Colorífico e colorau são o mesmo produto: semente de urucum moída e misturada a fubá ou farinha de milho, às vezes com sal e óleo. A cor vem da bixina, um pigmento que se dissolve em gordura e quase não se dissolve em água — e é essa única característica que decide se o seu colorau vai colorir a comida ou boiar em pontinhos vermelhos na superfície do caldo. Este guia traz a proporção por quilo e por litro, o momento exato de jogar o pó na panela, sete receitas completas em que o colorau é estrutura e não maquiagem, os erros que deixam gosto de fubá cru e como guardar o pote para a cor não desbotar em dois meses.

Resposta rápida

Como usar colorau na comida? Dissolva o colorau em gordura quente, nunca em água: use 8 g (1 colher de sopa rasa) por quilo de carne ou 3 g por 2 xícaras de arroz cru, jogando o pó no óleo por 20 a 30 segundos em fogo médio antes de acrescentar os demais ingredientes. Acima de 40 segundos o fubá queima e amarga.

Como usar no dia a dia

O colorau tem duas partes com comportamentos opostos. A bixina do urucum é lipossolúvel: precisa de óleo, banha, manteiga ou da própria gordura da carne para soltar cor. O fubá que serve de veículo é amiláceo: precisa de calor úmido e alguns minutos de cozimento para perder o gosto de farinha crua. Junte as duas exigências e você tem a regra prática da casa: o colorau entra cedo, na gordura, e depois cozinha junto com o resto do prato por pelo menos 10 minutos.
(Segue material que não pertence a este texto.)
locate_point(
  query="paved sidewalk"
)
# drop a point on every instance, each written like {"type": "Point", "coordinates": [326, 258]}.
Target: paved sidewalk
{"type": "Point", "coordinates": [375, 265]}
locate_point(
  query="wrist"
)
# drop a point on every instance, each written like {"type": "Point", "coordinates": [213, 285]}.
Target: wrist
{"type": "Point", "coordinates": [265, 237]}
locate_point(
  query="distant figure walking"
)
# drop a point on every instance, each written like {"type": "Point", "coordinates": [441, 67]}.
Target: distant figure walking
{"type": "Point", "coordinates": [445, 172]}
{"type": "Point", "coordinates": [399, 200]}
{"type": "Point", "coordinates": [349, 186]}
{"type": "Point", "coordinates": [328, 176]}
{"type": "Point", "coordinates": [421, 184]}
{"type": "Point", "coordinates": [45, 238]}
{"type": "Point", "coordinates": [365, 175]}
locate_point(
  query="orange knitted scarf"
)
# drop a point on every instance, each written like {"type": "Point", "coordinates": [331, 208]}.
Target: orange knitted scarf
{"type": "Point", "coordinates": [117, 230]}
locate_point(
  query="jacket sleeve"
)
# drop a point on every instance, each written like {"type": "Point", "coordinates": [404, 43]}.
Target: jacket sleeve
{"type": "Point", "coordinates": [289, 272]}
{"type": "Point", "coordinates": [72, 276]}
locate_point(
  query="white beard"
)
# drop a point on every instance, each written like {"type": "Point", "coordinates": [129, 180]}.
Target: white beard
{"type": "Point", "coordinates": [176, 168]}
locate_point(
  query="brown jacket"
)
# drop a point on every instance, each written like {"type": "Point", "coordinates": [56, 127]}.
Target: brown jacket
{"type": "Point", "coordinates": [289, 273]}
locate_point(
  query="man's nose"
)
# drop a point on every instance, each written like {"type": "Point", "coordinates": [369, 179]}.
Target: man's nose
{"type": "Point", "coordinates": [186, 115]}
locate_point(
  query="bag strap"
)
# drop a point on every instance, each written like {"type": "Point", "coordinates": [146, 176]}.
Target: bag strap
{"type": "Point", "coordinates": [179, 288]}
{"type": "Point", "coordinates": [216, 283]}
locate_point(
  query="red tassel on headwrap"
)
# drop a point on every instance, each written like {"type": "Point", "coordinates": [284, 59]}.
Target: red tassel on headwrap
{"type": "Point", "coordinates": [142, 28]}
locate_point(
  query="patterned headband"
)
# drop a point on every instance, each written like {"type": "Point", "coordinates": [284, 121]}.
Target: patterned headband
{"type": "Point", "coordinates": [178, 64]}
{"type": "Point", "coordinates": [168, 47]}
Quem joga o pó na água fervendo do arroz vê exatamente o contrário: pontinhos vermelhos suspensos, grão branco e um leve gosto de milho cru no fundo. Quem joga o pó no óleo fumegando vê a cor escurecer para marrom em poucos segundos e a panela devolver um amargor que nenhum sal corrige. O intervalo útil é estreito e fácil de acertar: gordura em fogo médio, pó dentro, mexa 20 a 30 segundos, e siga a receita.

Proporções que funcionam:

  • Arroz de panela: 3 g (1 colher de chá rasa) para 2 xícaras de arroz cru, no refogado.
  • Carnes ensopadas e de panela: 8 g por quilo de carne crua.
  • Frango em pedaços: 6 g por quilo, já que a pele absorve cor mais rápido que a carne bovina.
  • Caldos e sopas: 4 g por litro de líquido, sempre pelo refogado inicial.
  • Farofa: 5 g para 300 g de farinha, dissolvido na manteiga antes da farinha entrar.
  • Carne moída e recheios: 5 g por quilo.
  • Óleo de colorau (base pronta): 20 g para 200 ml de óleo, coado depois de frio.
  • Massa de salgados e bolinhos: 3 g por quilo de massa, só pela cor.

Com o que ele combina: banha, manteiga, azeite de dendê, cebola, alho, cominho, pimenta-do-reino, tomate, coentro, mandioca, milho, frango, carne de porco e peixes de caldo. Com o que ele briga: nada em especial, porque o sabor é discreto — a briga é com o excesso. Passando de 12 g por quilo, o fubá começa a aparecer no fundo do prato como areia fina e deixa o caldo pastoso. Se o que você quer é ardência, colorau não faz isso: quem faz é a páprica picante, e a confusão entre os três pós vermelhos está explicada no comparativo entre colorau, açafrão e cúrcuma.

7 receitas com colorau

Óleo de Colorau da Despensa

Rende 200 ml, o suficiente para umas 15 refeições. 10 minutos.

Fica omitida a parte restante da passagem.